To register a Nidhi Company in India, you need to provide the following essential documents:

  • Directors Identification Number (DIN)
  • PAN Number (Permanent Account Number)
  • Residential proof and address proof
  • Photographs of the proposed directors and members
  • Identification documents like Aadhar card
  • Proof of the registered business place, such as a rent agreement or lease
  • Ownership proof of the business place
  • NOC (No Objection Certificate) if required
  • Memorandum of Association (MOA)
  • Articles of Association (AOA)

To establish and operate as a Nidhi Company in India, certain prerequisites must be met and categorized into requirements before and after registration.

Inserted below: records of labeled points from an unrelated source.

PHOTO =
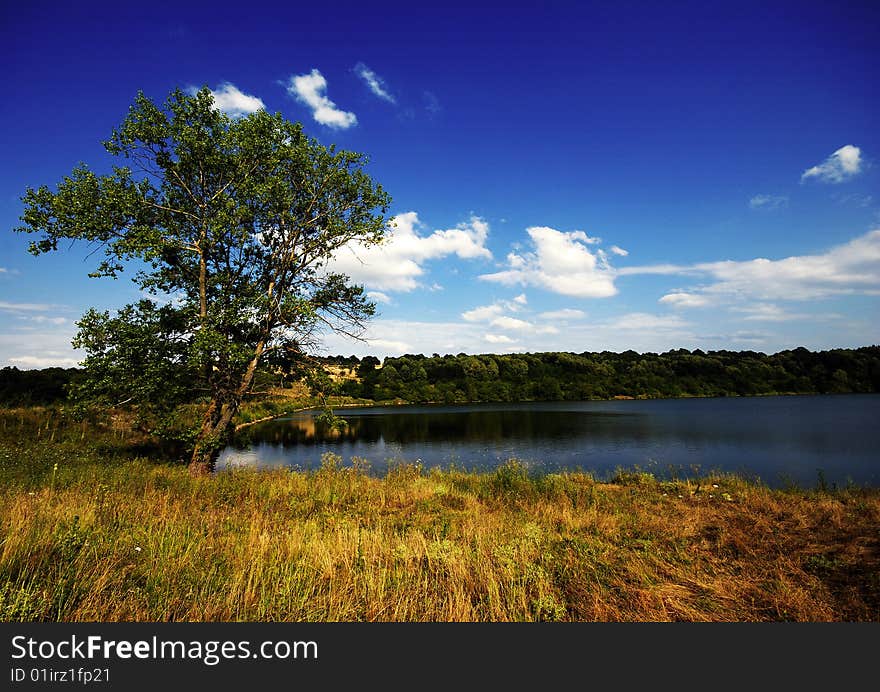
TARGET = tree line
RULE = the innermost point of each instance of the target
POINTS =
(550, 376)
(556, 376)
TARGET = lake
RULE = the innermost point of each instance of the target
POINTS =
(785, 440)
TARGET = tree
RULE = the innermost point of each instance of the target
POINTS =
(232, 223)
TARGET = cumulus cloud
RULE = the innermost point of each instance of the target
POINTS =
(310, 90)
(47, 361)
(398, 262)
(684, 300)
(564, 314)
(768, 202)
(560, 262)
(842, 165)
(518, 325)
(768, 312)
(499, 339)
(235, 103)
(487, 312)
(379, 297)
(853, 267)
(643, 321)
(483, 314)
(847, 269)
(26, 307)
(374, 82)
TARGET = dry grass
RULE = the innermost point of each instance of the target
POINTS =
(105, 536)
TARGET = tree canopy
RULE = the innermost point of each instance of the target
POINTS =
(230, 224)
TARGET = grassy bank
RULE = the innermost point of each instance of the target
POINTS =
(96, 528)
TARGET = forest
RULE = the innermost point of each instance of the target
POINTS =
(549, 376)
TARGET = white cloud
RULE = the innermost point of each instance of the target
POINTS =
(684, 300)
(840, 166)
(768, 312)
(768, 202)
(514, 324)
(48, 361)
(43, 319)
(379, 297)
(564, 314)
(643, 321)
(488, 312)
(853, 267)
(397, 263)
(561, 262)
(234, 103)
(375, 83)
(847, 269)
(310, 89)
(499, 339)
(483, 314)
(26, 307)
(654, 269)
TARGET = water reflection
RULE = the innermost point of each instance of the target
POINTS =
(779, 439)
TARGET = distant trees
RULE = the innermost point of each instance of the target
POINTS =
(572, 376)
(566, 376)
(231, 223)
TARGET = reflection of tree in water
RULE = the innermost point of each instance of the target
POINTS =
(474, 426)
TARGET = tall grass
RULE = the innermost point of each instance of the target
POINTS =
(93, 531)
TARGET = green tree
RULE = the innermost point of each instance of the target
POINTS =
(234, 220)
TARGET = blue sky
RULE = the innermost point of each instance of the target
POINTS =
(565, 175)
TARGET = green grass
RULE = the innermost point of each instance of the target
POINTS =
(96, 527)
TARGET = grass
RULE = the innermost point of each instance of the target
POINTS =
(96, 528)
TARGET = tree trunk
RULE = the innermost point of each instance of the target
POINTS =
(213, 435)
(217, 423)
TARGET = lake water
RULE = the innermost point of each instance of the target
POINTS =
(779, 440)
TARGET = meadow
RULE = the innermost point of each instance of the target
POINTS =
(100, 524)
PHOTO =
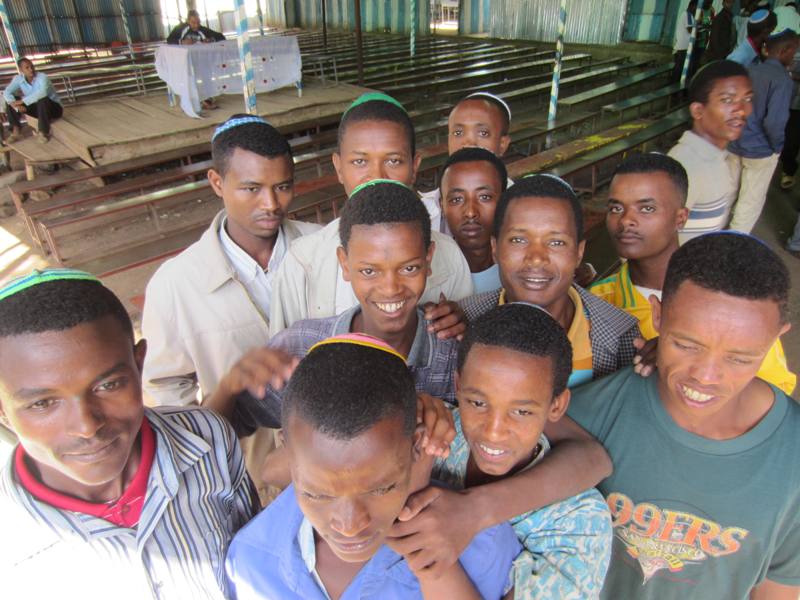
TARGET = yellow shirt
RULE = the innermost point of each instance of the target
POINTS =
(618, 289)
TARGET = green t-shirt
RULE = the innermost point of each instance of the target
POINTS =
(693, 517)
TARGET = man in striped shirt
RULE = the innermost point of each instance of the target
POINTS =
(103, 497)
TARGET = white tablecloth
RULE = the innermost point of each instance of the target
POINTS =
(199, 71)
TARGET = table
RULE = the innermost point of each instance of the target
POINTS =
(199, 71)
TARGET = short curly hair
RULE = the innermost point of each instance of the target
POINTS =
(523, 328)
(732, 263)
(343, 390)
(383, 202)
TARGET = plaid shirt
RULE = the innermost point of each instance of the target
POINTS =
(432, 362)
(612, 330)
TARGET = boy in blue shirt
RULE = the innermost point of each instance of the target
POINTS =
(349, 415)
(513, 367)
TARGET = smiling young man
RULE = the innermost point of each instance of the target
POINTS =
(352, 469)
(720, 100)
(472, 181)
(104, 497)
(645, 213)
(376, 141)
(210, 304)
(705, 495)
(513, 367)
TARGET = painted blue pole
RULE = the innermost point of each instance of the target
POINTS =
(12, 41)
(246, 59)
(562, 25)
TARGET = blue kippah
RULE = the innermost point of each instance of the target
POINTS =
(231, 123)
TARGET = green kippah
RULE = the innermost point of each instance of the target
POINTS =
(43, 276)
(360, 187)
(374, 97)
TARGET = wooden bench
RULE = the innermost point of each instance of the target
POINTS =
(641, 100)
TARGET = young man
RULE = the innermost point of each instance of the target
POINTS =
(472, 181)
(480, 120)
(720, 100)
(705, 494)
(761, 142)
(104, 497)
(385, 254)
(376, 141)
(513, 366)
(31, 93)
(352, 470)
(210, 304)
(538, 243)
(645, 212)
(759, 27)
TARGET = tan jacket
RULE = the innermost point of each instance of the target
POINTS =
(199, 320)
(305, 286)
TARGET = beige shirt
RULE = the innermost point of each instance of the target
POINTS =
(199, 319)
(309, 284)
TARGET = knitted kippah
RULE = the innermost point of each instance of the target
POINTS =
(43, 276)
(231, 123)
(359, 339)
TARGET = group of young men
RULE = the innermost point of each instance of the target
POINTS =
(458, 418)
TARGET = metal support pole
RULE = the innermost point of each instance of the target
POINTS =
(124, 14)
(687, 61)
(245, 59)
(562, 24)
(359, 43)
(12, 41)
(413, 39)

Requirements before Registration:

  • Minimum Shareholders or Members:A minimum of 7 members is required to initiate the registration process.
  • Minimum Directors:You must have a minimum of 3 directors to form the company.
  • Minimum Capital:A minimum capital of Rs. 5 lakhs is essential to kick-start your Nidhi Company.
  • Director Identification Number (DIN):Directors must obtain a Director Identification Number (DIN).
  • Number of Directors:At least three directors are necessary to establish the company.
  • No Preference Shares:Issuing preference shares is not permitted.
  • Focus on Savings:The Company’s primary objective should be to promote the habit of saving by receiving deposits from and lending to its members exclusively for their mutual benefit.

Nidhi Companies must adhere to various compliance measures for smooth operations and regulatory compliance. These include:

  • NDH-1 Form:Submitting a list of members within 90 days at the end of each financial year using this form.
  • NDH-2 Form:If your Nidhi Company has yet to reach a membership of 200 in its first financial year, you can request an extension from the Ministry of Corporate Affairs (MCA) using this form.
  • NDH-3 Form:Filing a half-yearly return apart from the NDH-1 Form.
  • Annual Returns with ROC:Filing annual returns with the MCA using Form “MGT-7.”
  • Financial Statements:Submitting the company’s financial statements and related documents annually in Form “AOC-4.”
  • Income Tax Returns:like other businesses, Nidhi Companies must file annual income tax returns by September 30th of the following fiscal year.